Anti-Influenza and Anti-Herpes Agents Med Chem

Question 1

Which of the following matching is incorrect?

A. HSV-1 / Cold Sore (Herpes Labialis)

B. HSV-2 / Genital Herpes

C. Varicella Zoster Virus (VZV) / Pneumonia

D. Cytomegalovirus (CMV) / pneumonia, blindness in immunocompromised patients

E. Epstein-Barr virus (EBV) / Infectious mononucleosis

Answer 1

C

Question 2

DNA polymerase is responsible for viral replication by creating Viral DNA. In order for viral DNA to be synthesized you need ___ bonds in order to link the nucleotides together.

A. 1,6-phosphodiester

B. 3,5-phosphodiester

C. 3.5-phosphoester

E. Ionic

Answer 2

B

make sure you know that it is the 3’ OH that is making the nucleophilic attack on another nucleotide in order to link another nucleotide to the viral DNA chain.

Question 3

All of the following medications are examples of Acyclic Nucleoside/Nucleotide medications EXCEPT:

A. Acyclovir, Valacyclovir

B. Ganciclovir/ Valgancyclovir

C. Penciclovir

D. Femciclovir

E. Cidofovir

F. Foscarnate

Answer 3

F

Foscarnate is a Non Nucleosidee DNA polymerase inhibitor

Question 4

What Is the MOA of Acyclic Nucleoside/Nucleotide medications?

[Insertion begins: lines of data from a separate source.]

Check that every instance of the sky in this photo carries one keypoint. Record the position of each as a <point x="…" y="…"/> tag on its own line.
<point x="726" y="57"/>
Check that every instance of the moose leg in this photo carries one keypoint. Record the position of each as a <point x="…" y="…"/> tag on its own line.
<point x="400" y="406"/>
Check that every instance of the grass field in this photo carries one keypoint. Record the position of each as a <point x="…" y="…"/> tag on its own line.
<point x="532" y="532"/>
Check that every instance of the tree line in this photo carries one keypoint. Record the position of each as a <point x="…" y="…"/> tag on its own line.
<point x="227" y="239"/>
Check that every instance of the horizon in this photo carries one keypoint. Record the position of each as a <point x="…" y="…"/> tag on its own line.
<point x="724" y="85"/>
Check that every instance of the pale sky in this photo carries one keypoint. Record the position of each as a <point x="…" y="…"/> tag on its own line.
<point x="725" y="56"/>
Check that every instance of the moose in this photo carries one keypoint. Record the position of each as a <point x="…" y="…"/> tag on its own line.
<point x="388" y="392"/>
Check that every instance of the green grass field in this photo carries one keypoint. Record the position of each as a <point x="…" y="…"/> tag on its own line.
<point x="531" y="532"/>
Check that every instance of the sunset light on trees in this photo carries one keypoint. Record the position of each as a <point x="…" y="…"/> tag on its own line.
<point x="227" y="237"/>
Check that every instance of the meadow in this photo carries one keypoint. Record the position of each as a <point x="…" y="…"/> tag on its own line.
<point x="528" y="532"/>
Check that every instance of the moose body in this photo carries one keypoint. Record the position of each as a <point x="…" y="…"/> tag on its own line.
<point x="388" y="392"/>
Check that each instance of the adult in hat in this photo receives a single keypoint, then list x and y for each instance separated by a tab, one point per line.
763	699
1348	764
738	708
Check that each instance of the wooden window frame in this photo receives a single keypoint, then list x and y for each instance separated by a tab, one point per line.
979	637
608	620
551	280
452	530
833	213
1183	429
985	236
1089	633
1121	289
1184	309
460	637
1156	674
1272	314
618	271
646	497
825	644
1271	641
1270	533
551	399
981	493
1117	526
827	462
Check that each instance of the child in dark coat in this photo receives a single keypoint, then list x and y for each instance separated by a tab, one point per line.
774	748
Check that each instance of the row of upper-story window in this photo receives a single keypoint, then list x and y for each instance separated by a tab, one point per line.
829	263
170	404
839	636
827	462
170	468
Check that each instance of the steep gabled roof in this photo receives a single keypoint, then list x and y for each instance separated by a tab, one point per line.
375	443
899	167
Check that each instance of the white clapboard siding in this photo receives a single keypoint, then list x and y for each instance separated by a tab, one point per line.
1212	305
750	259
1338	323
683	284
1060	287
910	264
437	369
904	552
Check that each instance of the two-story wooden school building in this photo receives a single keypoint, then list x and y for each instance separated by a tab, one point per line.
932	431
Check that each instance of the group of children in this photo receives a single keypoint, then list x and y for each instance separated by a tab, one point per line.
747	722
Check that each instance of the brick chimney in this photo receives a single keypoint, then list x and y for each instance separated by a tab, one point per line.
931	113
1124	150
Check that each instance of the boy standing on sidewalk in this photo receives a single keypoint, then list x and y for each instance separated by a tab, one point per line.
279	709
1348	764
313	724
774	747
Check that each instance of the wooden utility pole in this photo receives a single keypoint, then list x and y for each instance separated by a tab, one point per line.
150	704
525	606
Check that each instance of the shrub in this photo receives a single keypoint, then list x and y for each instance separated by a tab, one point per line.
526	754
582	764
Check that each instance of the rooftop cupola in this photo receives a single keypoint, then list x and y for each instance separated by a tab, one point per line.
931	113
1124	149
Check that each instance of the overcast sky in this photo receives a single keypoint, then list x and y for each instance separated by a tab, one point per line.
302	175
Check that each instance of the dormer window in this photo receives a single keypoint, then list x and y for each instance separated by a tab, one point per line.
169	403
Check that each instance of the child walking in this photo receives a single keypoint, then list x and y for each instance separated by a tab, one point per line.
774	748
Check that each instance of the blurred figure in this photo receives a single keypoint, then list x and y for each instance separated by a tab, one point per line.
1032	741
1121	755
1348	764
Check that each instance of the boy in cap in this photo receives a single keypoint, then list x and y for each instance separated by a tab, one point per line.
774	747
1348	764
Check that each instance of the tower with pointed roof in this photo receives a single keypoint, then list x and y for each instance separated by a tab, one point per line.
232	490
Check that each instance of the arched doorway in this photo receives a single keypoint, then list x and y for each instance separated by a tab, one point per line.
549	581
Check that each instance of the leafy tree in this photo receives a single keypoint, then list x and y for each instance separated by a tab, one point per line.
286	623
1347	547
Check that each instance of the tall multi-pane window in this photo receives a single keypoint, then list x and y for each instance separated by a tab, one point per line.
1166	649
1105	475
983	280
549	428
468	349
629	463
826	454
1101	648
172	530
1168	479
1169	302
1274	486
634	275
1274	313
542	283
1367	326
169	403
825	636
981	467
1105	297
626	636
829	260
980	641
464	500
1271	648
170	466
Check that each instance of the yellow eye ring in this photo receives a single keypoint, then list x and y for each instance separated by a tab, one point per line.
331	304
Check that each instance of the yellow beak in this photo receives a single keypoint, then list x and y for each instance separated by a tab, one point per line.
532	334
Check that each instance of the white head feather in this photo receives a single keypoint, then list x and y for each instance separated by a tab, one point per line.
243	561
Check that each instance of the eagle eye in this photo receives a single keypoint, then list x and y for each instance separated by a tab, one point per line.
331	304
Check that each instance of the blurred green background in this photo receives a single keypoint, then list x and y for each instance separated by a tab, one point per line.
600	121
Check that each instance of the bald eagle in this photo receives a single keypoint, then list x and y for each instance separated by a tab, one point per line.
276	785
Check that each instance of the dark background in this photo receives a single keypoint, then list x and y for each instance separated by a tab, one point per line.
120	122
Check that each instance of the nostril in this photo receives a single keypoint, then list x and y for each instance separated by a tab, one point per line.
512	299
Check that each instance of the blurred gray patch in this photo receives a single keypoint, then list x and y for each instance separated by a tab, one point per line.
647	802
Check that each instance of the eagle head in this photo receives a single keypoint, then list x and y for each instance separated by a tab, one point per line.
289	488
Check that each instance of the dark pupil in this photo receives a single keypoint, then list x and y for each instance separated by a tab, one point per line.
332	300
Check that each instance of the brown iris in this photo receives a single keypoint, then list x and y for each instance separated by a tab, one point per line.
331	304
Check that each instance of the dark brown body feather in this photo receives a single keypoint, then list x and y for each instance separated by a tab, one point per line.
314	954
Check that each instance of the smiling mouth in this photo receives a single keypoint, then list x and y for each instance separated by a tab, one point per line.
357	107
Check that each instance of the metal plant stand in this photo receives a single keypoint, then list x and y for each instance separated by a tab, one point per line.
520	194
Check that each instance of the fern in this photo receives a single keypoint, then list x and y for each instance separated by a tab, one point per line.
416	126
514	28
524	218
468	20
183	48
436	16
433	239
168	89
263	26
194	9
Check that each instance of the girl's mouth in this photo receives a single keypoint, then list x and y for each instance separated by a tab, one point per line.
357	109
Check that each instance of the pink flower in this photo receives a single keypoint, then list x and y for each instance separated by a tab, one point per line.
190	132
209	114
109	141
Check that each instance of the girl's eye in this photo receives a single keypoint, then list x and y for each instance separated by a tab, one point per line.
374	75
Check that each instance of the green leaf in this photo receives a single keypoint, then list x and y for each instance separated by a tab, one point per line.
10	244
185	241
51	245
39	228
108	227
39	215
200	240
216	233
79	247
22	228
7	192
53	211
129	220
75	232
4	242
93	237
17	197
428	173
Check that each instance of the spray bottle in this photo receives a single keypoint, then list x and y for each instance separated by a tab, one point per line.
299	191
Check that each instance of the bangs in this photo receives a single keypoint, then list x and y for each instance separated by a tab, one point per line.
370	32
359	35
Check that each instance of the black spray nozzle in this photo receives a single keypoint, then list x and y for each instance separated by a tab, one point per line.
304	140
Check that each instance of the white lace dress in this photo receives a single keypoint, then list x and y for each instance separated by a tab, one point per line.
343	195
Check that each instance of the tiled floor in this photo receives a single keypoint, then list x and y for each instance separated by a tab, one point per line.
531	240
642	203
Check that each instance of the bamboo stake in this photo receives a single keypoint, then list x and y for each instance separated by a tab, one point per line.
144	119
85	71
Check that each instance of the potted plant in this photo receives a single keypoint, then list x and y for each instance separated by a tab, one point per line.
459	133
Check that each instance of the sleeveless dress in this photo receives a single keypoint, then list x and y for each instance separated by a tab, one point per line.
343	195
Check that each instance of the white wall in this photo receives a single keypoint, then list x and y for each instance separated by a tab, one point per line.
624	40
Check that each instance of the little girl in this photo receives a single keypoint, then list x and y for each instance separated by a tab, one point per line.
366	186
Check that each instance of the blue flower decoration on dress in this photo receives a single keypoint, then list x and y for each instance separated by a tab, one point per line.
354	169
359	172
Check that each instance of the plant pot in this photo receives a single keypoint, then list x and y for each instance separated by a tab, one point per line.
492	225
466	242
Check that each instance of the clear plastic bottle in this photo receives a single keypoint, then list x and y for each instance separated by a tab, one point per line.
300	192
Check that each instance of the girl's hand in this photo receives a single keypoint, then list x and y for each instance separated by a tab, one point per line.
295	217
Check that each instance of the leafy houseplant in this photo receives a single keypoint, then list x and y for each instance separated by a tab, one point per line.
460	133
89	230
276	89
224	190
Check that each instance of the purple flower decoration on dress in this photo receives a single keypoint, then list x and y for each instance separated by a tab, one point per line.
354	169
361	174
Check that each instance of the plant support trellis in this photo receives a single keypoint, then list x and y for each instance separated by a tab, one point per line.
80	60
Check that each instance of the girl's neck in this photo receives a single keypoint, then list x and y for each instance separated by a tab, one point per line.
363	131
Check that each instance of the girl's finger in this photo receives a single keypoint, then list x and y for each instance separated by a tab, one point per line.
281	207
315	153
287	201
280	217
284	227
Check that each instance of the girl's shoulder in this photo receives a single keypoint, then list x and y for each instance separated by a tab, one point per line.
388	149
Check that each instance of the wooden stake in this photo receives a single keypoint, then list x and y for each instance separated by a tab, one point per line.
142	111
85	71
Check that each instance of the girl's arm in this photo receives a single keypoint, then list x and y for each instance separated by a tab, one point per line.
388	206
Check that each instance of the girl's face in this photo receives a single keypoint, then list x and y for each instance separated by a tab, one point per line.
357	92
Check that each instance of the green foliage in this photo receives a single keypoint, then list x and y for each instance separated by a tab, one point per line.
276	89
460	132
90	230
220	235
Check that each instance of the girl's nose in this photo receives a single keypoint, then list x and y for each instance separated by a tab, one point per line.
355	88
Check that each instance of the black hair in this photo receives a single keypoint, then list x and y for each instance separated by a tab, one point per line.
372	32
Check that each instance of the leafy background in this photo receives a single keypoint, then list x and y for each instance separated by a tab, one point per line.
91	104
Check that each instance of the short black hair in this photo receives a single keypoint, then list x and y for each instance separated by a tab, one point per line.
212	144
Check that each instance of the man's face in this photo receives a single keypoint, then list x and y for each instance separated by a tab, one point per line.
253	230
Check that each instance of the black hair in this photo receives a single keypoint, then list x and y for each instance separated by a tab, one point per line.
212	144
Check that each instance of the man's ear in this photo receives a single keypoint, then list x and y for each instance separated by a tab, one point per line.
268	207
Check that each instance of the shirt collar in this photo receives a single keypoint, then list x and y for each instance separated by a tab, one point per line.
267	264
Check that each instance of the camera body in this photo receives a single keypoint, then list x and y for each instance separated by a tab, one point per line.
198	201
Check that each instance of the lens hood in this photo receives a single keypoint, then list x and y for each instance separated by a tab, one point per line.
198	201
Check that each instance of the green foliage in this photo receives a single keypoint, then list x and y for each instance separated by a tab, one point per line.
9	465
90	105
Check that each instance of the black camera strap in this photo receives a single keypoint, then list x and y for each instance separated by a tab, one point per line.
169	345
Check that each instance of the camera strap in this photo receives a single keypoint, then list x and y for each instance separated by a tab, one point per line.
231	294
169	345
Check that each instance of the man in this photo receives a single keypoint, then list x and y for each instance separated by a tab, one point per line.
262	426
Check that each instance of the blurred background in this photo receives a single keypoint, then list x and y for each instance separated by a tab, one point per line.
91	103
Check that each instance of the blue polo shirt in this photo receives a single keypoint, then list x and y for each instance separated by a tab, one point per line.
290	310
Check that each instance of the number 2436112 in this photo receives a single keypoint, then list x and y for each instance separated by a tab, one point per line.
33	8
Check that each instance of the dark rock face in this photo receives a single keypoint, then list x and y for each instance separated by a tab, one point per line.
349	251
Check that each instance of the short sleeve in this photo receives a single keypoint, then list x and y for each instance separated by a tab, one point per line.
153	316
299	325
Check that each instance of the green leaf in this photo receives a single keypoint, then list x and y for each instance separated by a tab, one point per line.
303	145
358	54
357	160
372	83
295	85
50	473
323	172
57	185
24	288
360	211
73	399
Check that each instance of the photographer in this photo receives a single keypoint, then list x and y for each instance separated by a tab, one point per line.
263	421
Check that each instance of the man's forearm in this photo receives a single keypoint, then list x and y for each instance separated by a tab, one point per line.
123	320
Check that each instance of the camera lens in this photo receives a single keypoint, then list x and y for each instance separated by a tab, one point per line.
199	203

A. Inhibition of Viral DNA Polymerase

B. Inhibition of mammallian DNA polymerase only

C. Prevents the uncoating of the virus within the host cell

D. None of the above

Answer 4

A

Question 5

Why are Acyclic nucleoside/nucleotide medications considered acyclic?

A. They do not contain cyclic bases

B. They do not contain cyclic sugars (glucose)

C. Their structure is linear and does not contain any cyclic structures

D. Their structure contains only a cyclic sugar but not a cyclic base.

Answer 5

B

If you compare the structures of the medications on the right their acyclic groups are incomplete sugars while on the left there is a normal nucleoside base with a cyclic sugar.

Question 6

Which of the following Acyclic Nucleotide/Nucleoside medications is a Nucleotide?

A. Acyclovir

B. Valacyclovir

C. Famcyclovir

D. Cidofivir

E. Valgancyclovir

F. Gancyclovir

Answer 6

D. Cidofivir

Cidofivir is considered a nucleotide because it has a phosphate group in its structure along with a base. The others only have bases but no phosphate groups

Question 7

Acyclovir is a ___ analog and competes with ___ in viral DNA.

A. Adenine, dATP

B. Thiamine, dTTP

C. Cytosine, dCTP

D. Guanine, dGTP

Answer 7

D

It is also known as Acyclo-G (guanine)

Question 8

What makes Acyclovir selectively toxic?

A. The drug has higher uptake in normal mammalian cells

B. The drug has higher uptake in Herpes-infected cells.

C. The drug has high uptake regardless of cell infection

D. The drug has lower uptake in Herpes-infected cells.

Answer 8

B

Question 9

What viral enzyme does Acyclovir need in order to be converted to Acyclovir Monophosphate?

A. katG

B. Pyrizanimidase

C. Thymidine Kinase

D. Does not require bacterial enzyme for initial phosphorylation

Answer 9

C

Question 10

What are the Mechanisms of action of Acyclovir? (Select all)

A. Increases lysosome elimination of viral DNA

B. High affinity to herpes Thymidine kinase and uses it to convert to acyclovir monophosphate

C. AcTP (Acyclovir Tri-phosphate) will inhibit Viral DNA polymerase competitively

D. Can terminate the viral DNA chain, preventing it from growing and being completed. (Chain termination)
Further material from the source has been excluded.